K-fold Cross validation¶

In my usual work as a datascientist, one of the headache I have is deficiency of labeled data. In that case, effective method against it is "cross validation" . Actually there are several methods in cross-validation.

K-fold cross-validation
Shuffle split cross-validation
Leave one out cross-validation

Here I'm gonna handle "K-fold cross-validation".

0. What is K-fold validation¶

When performing K-fold validation, first of all, all labeled data is partitioned into k parts of equal size which is called "fold". k is usually, specific number such as 5 or 10 and so on. Next, a sequence of model is trained. The first model is trained with first fold as test set, the remaining folds as train set. Then second model is built with secound fold as test set, the 1,3,4,5 folds as train sets. This precess is repeated using 3,4 and 5 fold as test set.

1. Benefit from k-fold validation¶

So far as I know, roughly speaking, there are three benefit obtained from k-fold validation instead of a single split into train and test data.　
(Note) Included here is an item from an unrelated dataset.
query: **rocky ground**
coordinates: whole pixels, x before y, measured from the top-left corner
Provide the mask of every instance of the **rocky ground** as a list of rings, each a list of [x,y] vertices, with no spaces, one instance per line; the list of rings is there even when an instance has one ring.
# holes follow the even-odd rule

Each sample is supporsed to be in test set exactly onece, as each sample belongs to one of the folds, and each fold is the test set once. Therefore model is required to yild high cross validation score for all sample.
Provides the information how sensitive our model is to the selection of the train and test set.
We can use labeled data more effiectively than using single split of the data.

However you must the following in mind,

cross-validation is not the way to build a model that can be applied to new data.
cross-validation increase computational cost.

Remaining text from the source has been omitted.